2. Find a secluded parking spot at work where nobody can see your bike. Bonus points for dark corners. Don't waste your co-workers' time by telling them you're the only one authorized to touch it.
3. Forget the disc lock-you'll be back in five minutes. Leave the front wheel aimed straight so passing thieves will know the steering is unlocked.
4. Use a cheap lock and bulk hardware-store chain or cable. All that pricey, hard-core, bike-security hardware is overkill, and crooks can't tell the difference anyway. No need to lock both wheels and the frame to an immovable object.

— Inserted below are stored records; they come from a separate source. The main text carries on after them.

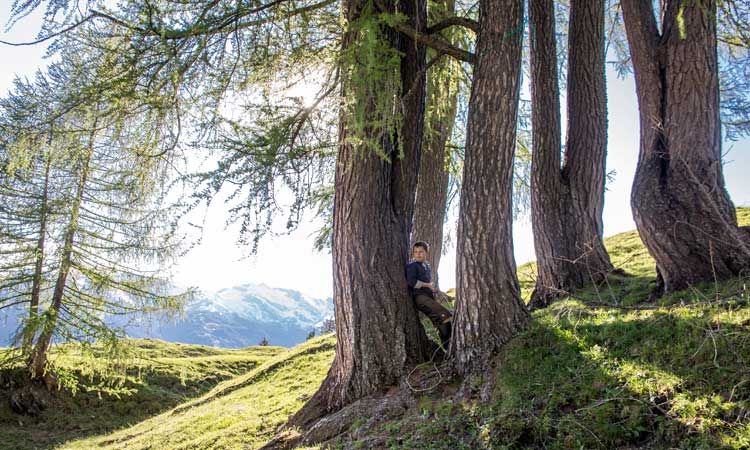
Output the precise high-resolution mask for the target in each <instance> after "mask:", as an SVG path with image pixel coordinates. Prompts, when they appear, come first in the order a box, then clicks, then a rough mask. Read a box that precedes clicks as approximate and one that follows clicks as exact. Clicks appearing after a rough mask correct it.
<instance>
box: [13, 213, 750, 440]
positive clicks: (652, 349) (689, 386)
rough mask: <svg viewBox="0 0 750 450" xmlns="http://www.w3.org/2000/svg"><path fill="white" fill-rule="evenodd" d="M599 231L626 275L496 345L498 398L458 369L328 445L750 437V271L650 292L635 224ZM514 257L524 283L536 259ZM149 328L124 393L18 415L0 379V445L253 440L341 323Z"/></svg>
mask: <svg viewBox="0 0 750 450" xmlns="http://www.w3.org/2000/svg"><path fill="white" fill-rule="evenodd" d="M738 217H739V221H740V224H741V225H750V209H748V208H740V209H738ZM605 243H606V246H607V249H608V250H609V252H610V256H611V258H612V262H613V263H614V264H615V266H616V267H619V268H622V269H624V270H625V271H626V272H627V274H628V275H627V276H621V275H614V274H613V275H612V276H610V277H609V278H608V279H607V280H606V281H605V282H603V283H601V284H600V285H598V286H589V287H587V288H586V289H582V290H580V291H578V292H576V293H575V294H574V295H573V296H571V297H568V298H565V299H563V300H561V301H558V302H556V303H554V304H553V305H551V306H550V307H548V308H546V309H544V310H540V311H536V312H534V313H533V318H534V320H533V321H532V323H531V325H530V326H529V327H528V328H527V329H526V330H525V331H524V332H523V333H521V334H520V335H519V336H518V337H517V338H515V339H513V340H512V341H511V342H510V343H509V344H508V345H507V346H506V348H505V349H504V350H503V352H502V353H501V354H500V355H499V356H498V358H497V360H496V371H495V383H494V390H493V392H492V395H491V398H490V400H489V401H487V402H484V403H483V402H479V400H474V399H466V398H458V397H457V396H455V395H454V394H455V392H456V390H457V388H458V386H459V384H460V383H459V380H453V379H447V380H443V382H442V383H441V384H440V385H438V386H437V387H435V389H433V390H430V391H428V392H421V393H415V394H414V399H413V402H412V403H411V406H410V407H409V408H408V409H407V410H406V411H405V412H404V413H403V415H400V416H399V417H396V418H391V419H389V420H385V421H381V422H379V423H375V424H373V423H372V421H371V420H369V419H370V418H369V417H367V416H363V417H361V419H360V420H356V421H354V423H353V424H352V425H351V426H350V427H349V428H348V429H347V430H345V432H344V433H342V434H340V435H339V436H338V437H337V438H335V439H334V440H332V441H329V444H330V445H331V446H333V447H334V448H336V447H338V448H367V447H371V446H373V445H374V444H373V443H375V442H377V443H379V444H378V446H380V447H387V448H398V449H475V448H491V449H501V448H549V449H556V448H559V449H569V448H575V449H578V448H587V449H588V448H623V449H625V448H628V449H632V448H705V449H715V448H750V305H749V304H748V296H749V295H750V291H749V290H748V287H747V281H748V280H746V279H735V280H730V281H728V282H724V283H707V284H705V285H701V286H695V287H694V288H693V289H690V290H686V291H682V292H677V293H674V294H671V295H669V296H666V297H664V298H662V299H660V300H658V301H657V302H654V303H646V302H645V300H646V299H647V298H648V296H649V293H650V291H651V289H652V288H653V286H654V278H655V273H654V262H653V260H652V259H651V258H650V257H649V255H648V253H647V252H646V250H645V248H644V247H643V245H642V244H641V242H640V239H639V238H638V234H637V233H636V232H635V231H632V232H627V233H621V234H618V235H615V236H612V237H609V238H607V239H606V240H605ZM518 272H519V278H520V280H521V285H522V289H523V294H524V296H525V297H526V298H528V296H529V294H530V290H531V288H533V276H534V265H533V264H526V265H523V266H521V267H519V269H518ZM142 343H143V345H144V346H146V345H147V344H148V345H151V346H153V347H154V349H155V350H156V349H158V351H157V352H156V353H154V354H153V355H152V356H151V358H152V359H153V361H158V362H159V364H158V365H156V364H155V365H153V366H149V365H148V364H145V363H144V365H143V367H141V368H140V375H133V377H134V378H133V379H132V380H129V381H128V382H127V383H125V385H127V386H131V388H132V390H131V391H130V393H125V394H123V393H120V394H118V395H119V397H118V396H114V395H110V394H107V393H106V392H105V393H101V392H100V393H98V394H97V393H94V392H95V390H94V391H92V392H83V391H82V392H79V393H78V394H77V395H76V396H74V397H71V396H69V395H63V394H60V395H58V397H59V403H60V405H58V406H60V407H61V409H60V408H55V410H54V411H51V410H48V411H47V412H45V413H43V414H42V416H40V417H39V418H36V419H30V418H26V417H23V416H17V415H13V414H12V413H11V412H10V410H9V407H8V406H7V405H8V402H7V399H6V397H4V394H3V392H2V391H0V448H24V449H25V448H66V449H67V448H70V449H79V448H111V449H187V448H191V449H195V448H200V449H203V448H216V449H235V448H237V449H240V448H258V447H260V446H262V445H263V444H264V443H265V442H267V441H268V440H269V439H271V438H272V437H273V436H274V435H275V433H276V429H277V428H278V426H279V425H281V424H283V423H284V422H285V421H286V419H287V418H288V417H289V416H290V415H291V414H292V413H294V412H295V411H296V410H297V409H299V408H300V407H301V406H302V404H303V403H304V401H305V400H306V399H307V398H309V397H310V396H311V395H312V393H313V392H314V391H315V390H316V389H317V387H318V385H319V384H320V382H321V381H322V379H323V378H324V377H325V374H326V373H327V371H328V368H329V367H330V364H331V362H332V360H333V355H334V348H335V337H334V336H333V335H327V336H322V337H317V338H314V339H311V340H309V341H307V342H305V343H303V344H301V345H299V346H297V347H294V348H292V349H283V348H278V347H253V348H249V349H243V350H219V349H212V348H207V347H199V346H184V348H185V349H186V350H187V349H192V352H190V351H186V352H184V353H178V354H174V352H175V350H174V348H182V347H181V346H179V345H178V344H165V343H156V342H154V341H142ZM145 351H148V349H147V348H146V349H145ZM159 352H163V353H159ZM167 354H169V355H170V358H167V357H166V355H167ZM425 370H427V371H429V370H430V369H429V368H427V369H425ZM5 376H6V377H7V376H9V375H8V374H5ZM99 396H101V398H99Z"/></svg>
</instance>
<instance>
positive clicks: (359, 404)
mask: <svg viewBox="0 0 750 450" xmlns="http://www.w3.org/2000/svg"><path fill="white" fill-rule="evenodd" d="M414 404H416V400H415V398H414V397H413V396H411V395H410V394H409V393H404V392H403V391H399V392H397V393H395V394H391V395H386V396H384V397H378V398H363V399H361V400H357V401H356V402H354V403H352V404H350V405H347V406H345V407H344V408H342V409H340V410H339V411H336V412H334V413H332V414H329V415H327V416H324V417H322V418H321V419H319V420H318V421H316V422H315V423H313V424H312V425H311V426H310V427H309V428H308V429H306V430H303V431H301V432H300V431H296V430H289V429H285V430H283V431H281V432H280V433H279V434H277V435H276V436H275V437H274V438H273V439H272V440H271V441H269V442H268V443H267V444H266V445H265V446H263V447H261V449H263V450H270V449H274V450H281V449H289V448H293V447H296V446H299V445H304V446H308V445H313V444H321V443H326V442H328V443H331V441H333V440H334V439H335V438H338V437H352V438H355V439H356V438H358V437H362V436H363V435H364V434H365V433H366V432H367V431H369V430H371V429H373V428H374V427H375V425H377V424H379V423H381V422H383V421H386V420H391V419H394V418H396V417H401V416H403V415H404V413H405V412H406V411H407V410H408V409H409V408H410V407H411V406H413V405H414ZM365 417H366V420H365V421H364V423H362V424H361V425H360V426H358V427H356V429H354V430H352V426H353V425H354V424H355V422H357V421H358V420H360V419H362V418H365ZM324 446H325V445H324Z"/></svg>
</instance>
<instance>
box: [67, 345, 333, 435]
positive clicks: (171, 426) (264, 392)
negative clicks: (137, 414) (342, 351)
mask: <svg viewBox="0 0 750 450" xmlns="http://www.w3.org/2000/svg"><path fill="white" fill-rule="evenodd" d="M334 348H335V339H334V338H333V336H332V335H328V336H323V337H318V338H314V339H311V340H309V341H307V342H305V343H304V344H301V345H298V346H297V347H295V348H293V349H290V350H287V351H284V352H283V353H280V354H278V355H277V356H275V357H273V358H270V359H268V360H267V361H266V362H264V363H263V364H262V365H260V366H258V367H257V368H255V369H254V370H252V371H250V372H248V373H246V374H244V375H241V376H238V377H235V378H232V379H231V380H227V381H224V382H222V383H219V384H218V385H217V386H216V387H214V388H213V389H211V390H210V391H209V392H207V393H206V394H204V395H202V396H200V397H199V398H196V399H194V400H191V401H189V402H186V403H184V404H182V405H180V406H178V407H177V408H174V409H171V410H169V411H167V412H164V413H162V414H160V415H157V416H155V417H152V418H150V419H148V420H145V421H143V422H141V423H139V424H137V425H135V426H133V427H130V428H126V429H123V430H120V431H117V432H115V433H112V434H109V435H104V436H98V437H93V438H89V439H83V440H78V441H73V442H68V443H67V444H65V445H63V446H62V447H61V448H66V449H86V448H111V449H122V448H128V449H151V448H159V449H188V448H191V449H195V448H200V449H233V448H256V447H258V446H259V445H261V444H262V443H263V442H265V441H266V440H268V439H270V438H271V437H272V436H273V434H274V431H275V429H276V428H277V427H278V426H279V425H280V424H282V423H283V422H285V421H286V419H287V418H288V417H289V415H290V414H292V413H293V412H294V411H296V410H297V409H299V408H300V407H301V406H302V404H303V403H304V401H305V400H306V399H307V398H309V397H310V396H311V395H312V394H313V393H314V392H315V390H316V389H317V387H318V384H319V383H320V381H321V380H322V378H323V376H324V375H325V374H326V372H327V371H328V368H329V367H330V365H331V361H332V360H333V352H334Z"/></svg>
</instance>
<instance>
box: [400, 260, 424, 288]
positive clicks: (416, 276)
mask: <svg viewBox="0 0 750 450" xmlns="http://www.w3.org/2000/svg"><path fill="white" fill-rule="evenodd" d="M417 274H418V269H417V266H416V264H409V265H408V266H406V284H408V285H409V287H410V288H414V289H419V288H421V287H425V286H428V285H429V284H430V283H425V282H423V281H419V280H418V279H417Z"/></svg>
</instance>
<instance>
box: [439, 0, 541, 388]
mask: <svg viewBox="0 0 750 450" xmlns="http://www.w3.org/2000/svg"><path fill="white" fill-rule="evenodd" d="M479 11H480V13H479V35H478V40H477V62H476V65H475V67H474V82H473V85H472V91H471V98H470V100H469V113H468V114H469V115H468V130H467V138H466V159H465V162H464V177H463V185H462V188H461V203H460V214H459V221H458V246H457V263H458V267H457V272H456V273H457V300H456V314H455V319H454V331H453V339H452V341H451V353H452V354H454V355H455V362H456V368H457V370H458V372H459V373H462V374H467V373H470V372H474V371H482V370H484V369H485V367H486V365H487V363H489V362H490V360H491V358H492V357H493V356H494V354H495V353H496V351H497V350H498V349H499V348H500V347H501V346H502V345H503V344H505V343H506V342H507V341H508V340H509V339H510V338H512V337H513V336H514V335H516V334H517V333H518V331H519V330H520V329H522V328H523V327H524V326H525V325H526V323H527V322H528V320H529V315H528V312H527V311H526V307H525V306H524V304H523V302H522V301H521V297H520V290H519V285H518V278H517V276H516V263H515V260H514V258H513V236H512V228H511V225H512V216H513V215H512V209H511V206H512V205H511V181H512V175H513V156H514V153H515V145H516V123H517V113H518V100H519V90H520V67H521V39H522V36H523V1H522V0H481V1H480V10H479Z"/></svg>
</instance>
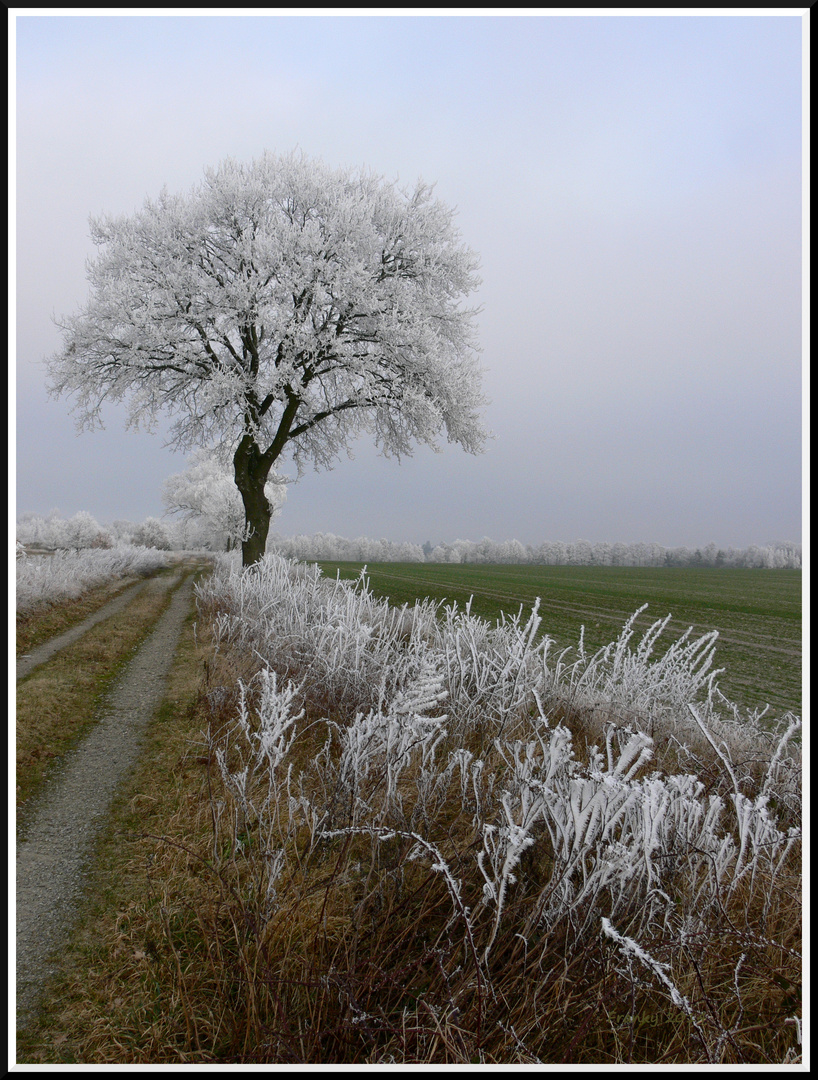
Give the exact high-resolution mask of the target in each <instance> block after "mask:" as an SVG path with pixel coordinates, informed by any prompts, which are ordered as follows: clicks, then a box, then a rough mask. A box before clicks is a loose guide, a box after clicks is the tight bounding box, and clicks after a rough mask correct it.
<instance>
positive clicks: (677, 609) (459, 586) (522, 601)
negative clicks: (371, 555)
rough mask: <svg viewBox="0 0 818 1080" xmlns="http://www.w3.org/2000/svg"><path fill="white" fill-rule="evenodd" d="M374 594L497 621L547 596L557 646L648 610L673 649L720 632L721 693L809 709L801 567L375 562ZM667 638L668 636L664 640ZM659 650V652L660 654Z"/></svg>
mask: <svg viewBox="0 0 818 1080" xmlns="http://www.w3.org/2000/svg"><path fill="white" fill-rule="evenodd" d="M320 566H321V568H322V569H323V571H324V573H326V575H328V576H331V577H335V573H336V571H337V572H339V573H340V576H341V578H354V577H357V576H358V575H359V572H360V570H361V564H360V563H321V564H320ZM366 572H367V577H368V579H370V585H371V588H372V591H373V592H374V593H375V594H376V595H378V596H384V597H388V598H389V600H390V602H391V603H393V604H397V605H401V604H404V603H413V602H414V600H416V599H418V598H421V597H425V596H429V597H431V598H432V599H435V600H443V602H445V603H446V604H451V603H453V602H456V603H457V604H458V605H459V606H464V605H465V604H466V603H467V602H468V599H469V597H470V596H473V602H472V611H473V612H474V613H475V615H480V616H482V617H483V618H485V619H491V620H496V619H498V618H499V616H500V613H501V612H507V613H511V615H515V613H517V612H518V611H519V610H520V606H521V605H522V606H523V608H524V610H525V612H526V613H527V612H528V610H529V609H531V607H532V605H533V604H534V602H535V599H536V598H537V597H538V596H539V597H540V599H541V604H540V616H541V618H542V624H541V626H540V631H541V633H546V634H548V635H549V636H550V637H552V638H554V640H555V642H556V643H558V645H561V646H566V645H576V643H577V640H578V638H579V631H580V626H582V625H585V629H586V647H587V648H589V649H594V648H599V647H601V646H603V645H607V643H608V642H611V640H613V639H614V638H615V637H617V636H618V633H619V631H620V630H621V627H622V625H623V623H625V622H626V620H627V619H628V618H629V617H630V616H631V615H633V612H634V611H635V610H636V609H638V608H639V607H641V606H642V605H643V604H648V605H649V606H648V608H647V610H646V611H645V612H644V613H643V615H642V616H641V617H640V619H639V621H638V623H636V626H638V627H640V629H644V627H647V626H648V625H651V623H653V622H655V621H656V620H657V619H662V618H665V616H667V615H672V619H671V622H670V624H669V626H668V627H667V630H666V631H665V635H663V637H666V638H667V644H668V645H669V644H670V643H671V642H672V640H673V639H675V638H676V637H679V636H680V635H681V634H682V633H684V631H685V630H686V629H687V627H688V626H693V629H694V633H695V635H696V636H700V635H701V634H706V633H708V632H709V631H711V630H718V631H719V635H720V636H719V643H718V646H716V653H715V664H716V666H718V667H724V669H726V670H725V672H724V674H723V675H722V676H720V679H719V684H720V686H721V688H722V691H723V692H724V693H726V694H727V696H728V697H730V698H733V699H734V700H735V701H737V702H740V703H741V704H746V705H757V704H766V703H769V705H770V707H772V711H773V712H774V713H775V714H780V713H781V712H785V711H787V710H792V711H793V712H796V713H799V714H800V713H801V660H802V653H801V571H800V570H739V569H702V570H689V569H681V568H670V567H668V568H662V567H659V568H654V567H612V566H604V567H585V566H480V565H473V564H453V565H447V564H446V565H441V564H434V563H421V564H418V563H376V564H370V565H368V566H367V569H366ZM660 640H661V639H660ZM657 651H660V650H659V649H657Z"/></svg>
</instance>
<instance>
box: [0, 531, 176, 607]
mask: <svg viewBox="0 0 818 1080" xmlns="http://www.w3.org/2000/svg"><path fill="white" fill-rule="evenodd" d="M18 555H19V545H18ZM167 562H169V556H167V554H166V553H165V552H163V551H157V550H156V549H151V548H135V546H131V545H130V544H128V545H123V546H121V548H112V549H108V550H105V549H83V550H80V551H55V552H54V553H53V554H52V555H29V556H25V557H18V558H17V562H16V565H17V611H21V612H23V611H31V610H33V609H35V608H38V607H46V606H49V605H51V604H56V603H58V602H59V600H63V599H73V598H76V597H78V596H81V595H82V593H84V592H86V591H88V590H89V589H94V588H96V586H97V585H102V584H105V582H107V581H116V580H117V579H118V578H125V577H131V576H133V575H146V573H150V572H151V571H152V570H156V569H158V568H160V567H162V566H166V565H167Z"/></svg>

And leave the lock out in the open, with enough slack in the chain for a sledgehammer and chisel.
5. Listen to the paste-eaters who say alarms, Lojack and GPS tracking systems are a waste of money. So what if it could help the cops find your bike if it's stolen?
6. Keep listening when they say blinged-out bikes are no more theft-prone than stockers. Why engrave your driver's license number on big-ticket items? That just makes it easier to prove they're yours. It'll be fun to buy your titanium exhaust system back on eBay!
7. Ignore that big, black Ford F-250 that keeps following you home from work. Why bother picking up the pace to shake that suspicious shadow-they're just admiring your bike, right? Sure, and by this time tomorrow they'll have sold it.
8. Blow off the stats that put late-model sportbikes such as your '08 Honda CBR600RR atop bike thieves' 3:00 a.m. shopping list. Hoodlums love Harleys.
9. Be sure to list your home address on the work order every time you get your bike serviced. That scary-looking kid at the shop might like to stop by to see it when you're on vacation-with a pair of 42-inch bolt cutters.
10. Always offer potential buyers a test ride on any bike you're selling. Throw in a full tank of gas and directions to the freeway. You're buying? No need to double-check that pink slip or copy the seller's driver's license. People are trustworthy.
Good advice? Not for those of us who'd rather hang onto the bike out there in that nice, safe, dead-bolted garage. Wherever you live, talk to the cops. Think. Ask questions. Keep your eyes open. And if something looks suspicious, assume it is until proven otherwise. Bike thieves are out to get yours-and they're on duty 24/7. Are you?